You may also want to engage in scenario planning to augment your core planning processes and provide ways to think about plans for contingencies that may arise over the next 12-18 months. I’d start with Monitor Institute’s  COVID-19 scenario planning for nonprofit and philanthropic organizations and The Bridgespan Group’s Making Sense of Uncertainty: Nonprofit Scenario Planning During a Crisis.

  • Consider Restructuring or Consolidating. Although this is a hot-button topic, I encourage all financially struggling nonprofits to take a good look at the range of programs and services they offer and consider scaling back to the most essential and/or those achieving the best results. Likewise, considering consolidation of office or work sites may make sense in response to changes in programs and services, increased virtual work and outreach, or the cost of implementing COVID-19 protections. If time allows, do a gap analysis on your programs and services to see how you might reduce overlap, make programs more effective and improve case management.

We highly recommend the Lodestar Foundation and its great examples of collaborations, including groups that have received its Exceptional Grants.
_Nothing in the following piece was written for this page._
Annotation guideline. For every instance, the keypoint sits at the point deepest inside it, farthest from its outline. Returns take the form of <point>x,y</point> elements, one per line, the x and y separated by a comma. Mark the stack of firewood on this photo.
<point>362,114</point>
  • Imagine the Unthinkable. Zoom your team together to review your backup plans in case one of you came down with COVID-19. Be sure to consider what you would do if two team members got seriously sick at the same time. Consider changing some of your processes, simplifying certain actions, adding authorizations for check signing and funds transfer and build in new checks and balances. What are your unthinkables? And how well prepared are you if they become your reality?

As with any challenging situation, communication (in fact over-communication) is more important than ever. Be sure to interact regularly with your staff, your board, your donors, your supporters and the entire community.